Book Review: Go, Went, Gone

Go Went Gone coverI stumbled onto Go, Went, Gone, a novel by Jenny Erpenbeck (and translated from German by Susan Bernofsky), thanks to a review in the New Yorker, and I’m so glad I did. The unassuming but important story dropped me into a world I’d heard about only on the news and made it personal, something fiction can do so well in the right hands.

The narrator, Richard, is a recently retired academic. He lives in Berlin, east of a wall that is no longer there. His wife has died, and retirement brings nothing but loneliness; “As of today, he has time—plain and simple.” A few pages later, we learn that “Richard really will have to be careful not to lose his marbles.” Trivial details paint a picture of a mind desperate for a new focus—a lawnmower blade sharpened, an unwavering breakfast and dinner routine—until his curiosity leads him to interview African asylum-seekers who are camped out on the Alexanderplatz, a square in the middle of Berlin.

Like Richard, the refugees want to work but can’t. They are stuck in a limbo caused by European Union law, which states that refugees can only work in the country where they first register. For these men, that’s Italy, where there are no jobs. Germany needs workers, but they are not allowed to register there.

As the story unfolds, Richard discovers more and more commonalities between himself and these men, despite all the superficial differences (country of origin, skin color, financial status). He also discovers how far apart their worlds are when he tries to explain to one of the men about the Berlin wall.

“Did you know that this used to be the East?”
Osarobo shakes his head. “East?”
Probably this isn’t the right way to ask this question when speaking to a person from Niger.
“Did you know that there used to be a wall in Berlin that separated one half of the city from the other?” he asks.
“I don’t know.”
“It was built a few years after the war. Did you know there was a war here?”
“No.”
“A world war?”
“No.”
“Did you ever hear the name Hitler?”
“Who?”
“Hitler. He started the war and killed all the Jewish people.”
“He killed people?”
“Yes, he killed people—but only a few,” Richard says quickly, because he’s already feeling bad about getting carried away almost to the point of telling this boy, who’s just fled the slaughter in Libya, about slaughter that happened here. No, Richard, will never tell him that less than a lifetime ago, Germany systematically murdered so many human beings. All at once he feels deeply ashamed, as if this thing that everyone here in Europe knows is his own personal secret would be unreasonable to burden someone else with. And an instant later, just as forcefully, Richard is seized by the hope that this young man’s innocence might transport him once more to the Germany of before, to the land already lost forever by the time he was born.

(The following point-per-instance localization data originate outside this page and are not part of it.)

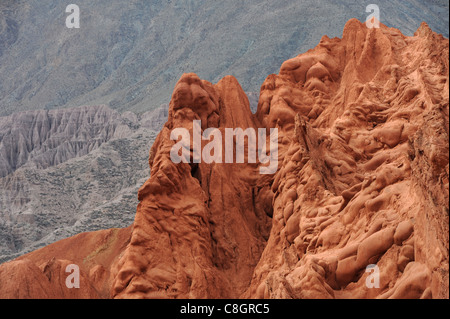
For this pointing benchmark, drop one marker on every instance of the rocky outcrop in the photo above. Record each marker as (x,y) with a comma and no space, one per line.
(364,179)
(357,209)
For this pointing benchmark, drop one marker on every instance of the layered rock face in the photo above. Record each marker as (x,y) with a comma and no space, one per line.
(364,179)
(362,182)
(69,171)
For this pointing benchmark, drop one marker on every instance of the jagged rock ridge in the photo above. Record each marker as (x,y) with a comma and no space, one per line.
(362,179)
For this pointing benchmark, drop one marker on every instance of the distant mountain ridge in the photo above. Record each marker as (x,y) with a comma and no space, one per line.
(129,55)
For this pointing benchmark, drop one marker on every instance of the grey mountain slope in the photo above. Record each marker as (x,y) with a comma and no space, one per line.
(72,170)
(87,192)
(129,54)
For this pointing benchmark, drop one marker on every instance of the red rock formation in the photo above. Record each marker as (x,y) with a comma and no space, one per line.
(362,179)
(364,135)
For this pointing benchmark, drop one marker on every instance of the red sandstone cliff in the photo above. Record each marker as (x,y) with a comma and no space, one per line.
(362,179)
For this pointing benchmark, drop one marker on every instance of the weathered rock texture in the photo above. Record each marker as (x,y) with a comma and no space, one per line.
(362,179)
(130,54)
(69,171)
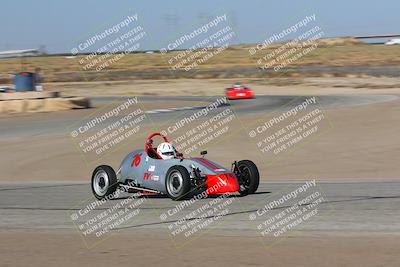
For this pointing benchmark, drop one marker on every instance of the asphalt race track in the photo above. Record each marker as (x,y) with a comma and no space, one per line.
(347,207)
(350,206)
(48,124)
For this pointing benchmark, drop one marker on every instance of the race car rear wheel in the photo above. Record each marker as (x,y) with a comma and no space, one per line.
(104,181)
(177,182)
(249,177)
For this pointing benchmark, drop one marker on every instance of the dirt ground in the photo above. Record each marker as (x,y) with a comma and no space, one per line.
(66,249)
(212,87)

I’ve added quote marks for clarity here, but the lack of them in the novel removes barriers between speech and thought. It’s easy to follow Richard’s rambling mind as it jumps from past to present and back again.

My only criticism is Richard’s obsession with a former lover, which doesn’t seem important to the story, but perhaps it is a way of showing Richard as flawed right from the beginning. All the characters are imperfect, but somehow hope shines through the quiet desperation and inhuman treatment of the immigrants’ lives. It is a peek into a Germany I had never seen before.

I’d also never heard of Jenny Erpenbeck, so now I’m going to seek out her previous books—if only for the inspiration to make every word and sentence and scene of my own books carry as much weight as her translated ones. As reviewer James Wood wrote in A Novelist’s Powerful Response to the Refugee Crisis, Erpenbeck’s “task is comprehension rather than replication, and she uses a measured, lyrically austere prose, whose even tread barely betrays the considerable passion that drives it onward. (Susan Bernofsky deserves immense credit for bringing this prose to us in English.)” Agreed.